経営学科:2024年度卒:内田和希:同調行動の系統的レビュー:心理学的基盤から社会的影響まで
目次
自己紹介
こんにちは。立正大学大学院 経営学研究科 経営学専攻 修士1年の内田和希です。2024(令和6)年度まで経営学部経営学科に所属していました。そのせいで口頭で自己紹介をするときに「経営学部経営学科所属」って言いそうになるのが最近の悩みです。こっちのほうが言いやすいし、口当たりいいからね、仕方ないよね。
私の研究テーマ
私は、「同調」をテーマにしています。「周りの人がやっているから、自分も同じような行動をしちゃう」という、アレですね。
これを見て多くの人は、「それって経営学っぽくなくない?」と思われたでしょう。私もそう思います。実際やっていることは社会心理です。気が付いたらこうなってました(笑)。
ま、まぁ経営学部ってけっこうゼミの幅広いですからね。社会学専門のゼミとかあったし、私の友人なんかは卒論で空き家問題を取り上げていましたね。
で、肝心の「なぜこのテーマになったか」という話ですね。これは私の所属ゼミの方針によるものでした。私は山本仁志先生のゼミに所属していました。(今もお世話になっております。)
そこで先生から出された課題が「論文検索して気になったものとか面白そうって思ったものをパワポにして発表する」というものでした。
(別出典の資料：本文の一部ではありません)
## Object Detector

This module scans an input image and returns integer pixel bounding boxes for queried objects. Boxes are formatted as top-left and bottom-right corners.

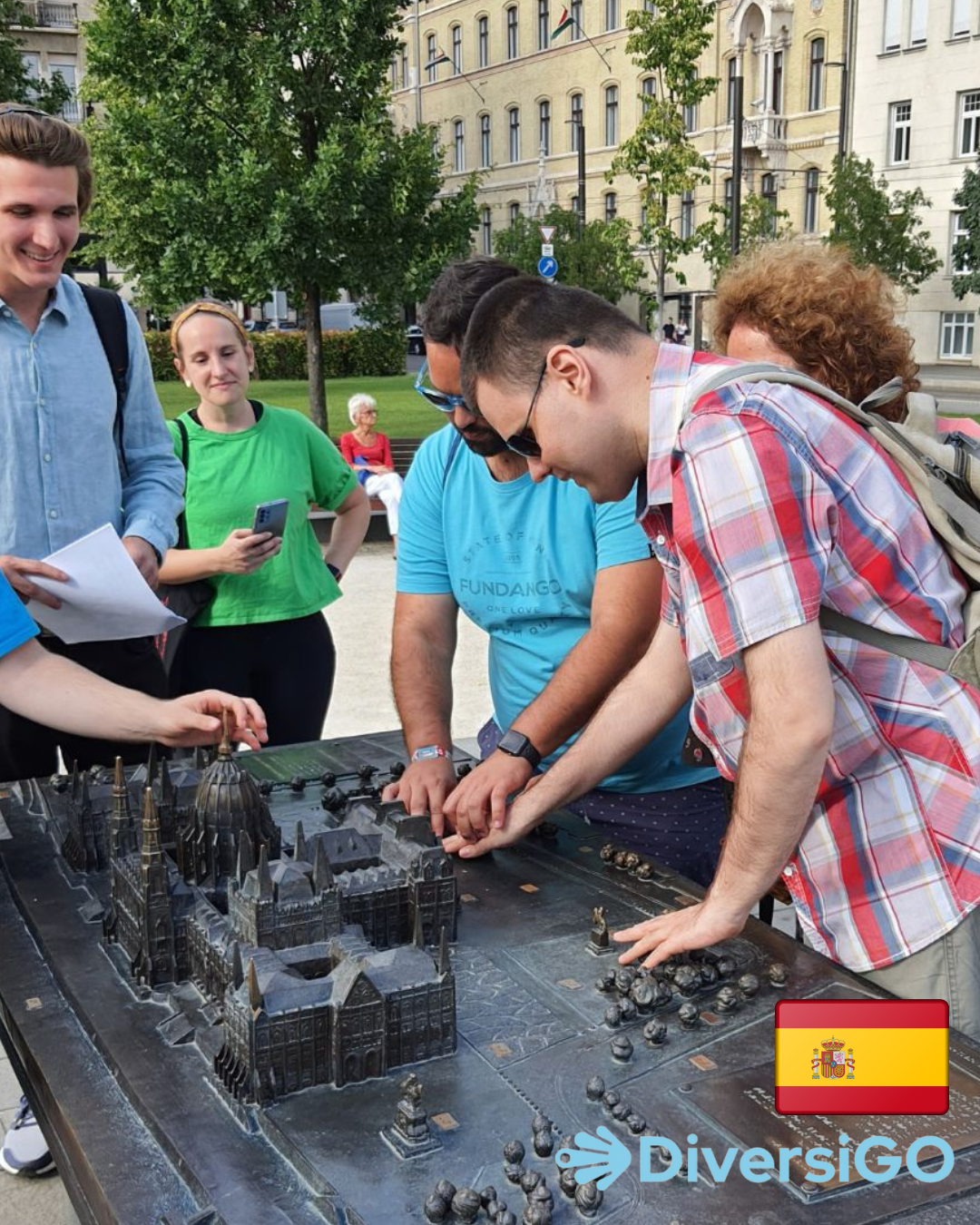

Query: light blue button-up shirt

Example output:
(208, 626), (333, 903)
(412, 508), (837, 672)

(0, 276), (184, 559)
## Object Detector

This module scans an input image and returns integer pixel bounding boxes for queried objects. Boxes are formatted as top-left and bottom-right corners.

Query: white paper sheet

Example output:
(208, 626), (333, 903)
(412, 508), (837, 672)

(27, 523), (184, 642)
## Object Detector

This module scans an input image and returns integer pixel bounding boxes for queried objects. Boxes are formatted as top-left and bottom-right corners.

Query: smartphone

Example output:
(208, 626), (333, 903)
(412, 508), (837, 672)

(252, 497), (289, 536)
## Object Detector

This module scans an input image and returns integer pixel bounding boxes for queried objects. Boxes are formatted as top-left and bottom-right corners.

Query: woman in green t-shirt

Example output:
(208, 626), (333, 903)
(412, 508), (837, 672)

(161, 301), (370, 745)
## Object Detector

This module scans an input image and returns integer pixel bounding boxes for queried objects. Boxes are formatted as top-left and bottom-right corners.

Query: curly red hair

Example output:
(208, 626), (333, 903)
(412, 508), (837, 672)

(710, 242), (919, 420)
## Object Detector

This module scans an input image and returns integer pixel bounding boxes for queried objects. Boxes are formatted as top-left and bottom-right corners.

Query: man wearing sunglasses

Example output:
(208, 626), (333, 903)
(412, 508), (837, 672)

(386, 259), (727, 879)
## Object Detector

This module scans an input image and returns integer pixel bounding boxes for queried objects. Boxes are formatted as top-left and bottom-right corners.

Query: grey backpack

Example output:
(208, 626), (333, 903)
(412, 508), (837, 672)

(685, 361), (980, 689)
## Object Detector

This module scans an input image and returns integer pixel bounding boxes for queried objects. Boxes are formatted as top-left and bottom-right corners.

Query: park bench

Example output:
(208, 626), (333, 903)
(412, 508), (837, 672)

(310, 438), (423, 540)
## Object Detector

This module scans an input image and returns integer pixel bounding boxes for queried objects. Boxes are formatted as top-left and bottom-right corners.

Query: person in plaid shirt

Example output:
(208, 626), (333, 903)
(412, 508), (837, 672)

(446, 278), (980, 1036)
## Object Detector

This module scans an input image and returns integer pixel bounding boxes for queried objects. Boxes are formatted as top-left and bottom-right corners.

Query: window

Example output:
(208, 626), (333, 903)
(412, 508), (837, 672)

(452, 119), (466, 174)
(681, 191), (694, 239)
(681, 69), (697, 132)
(939, 310), (975, 358)
(568, 93), (585, 153)
(808, 38), (827, 111)
(882, 0), (902, 52)
(804, 167), (819, 234)
(949, 213), (972, 273)
(909, 0), (928, 46)
(425, 34), (438, 81)
(451, 25), (463, 76)
(759, 174), (779, 234)
(568, 0), (582, 43)
(888, 102), (911, 165)
(956, 90), (980, 157)
(769, 52), (783, 115)
(725, 55), (739, 123)
(605, 84), (620, 144)
(480, 115), (493, 168)
(507, 106), (521, 162)
(640, 77), (657, 115)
そうです。それが私の進路を変えた出会いだったのです。ある一つの同調に関する研究に心を奪われ、それと似た実験を行いました。
その時は、「被験者の確信の度合いが低いと同調しやすくなるんじゃない?」 というものをやりましたね。(この実験の詳細は、「おまけ」で解説しています。ご興味があればどうぞ。)これ以降、私は沼から上がってこれてません(笑)
私の大学時代
延々と遊んでました。コロナ明け直後というのもあり、学部1年のころはオンラインと対面半々みたいな状態でした。そのせいで友達も少ないし、家から出る機会も少ないし。ずぅーっとゲームしてた気がしますね。おかげで何度課題を提出し忘れたことか(笑)。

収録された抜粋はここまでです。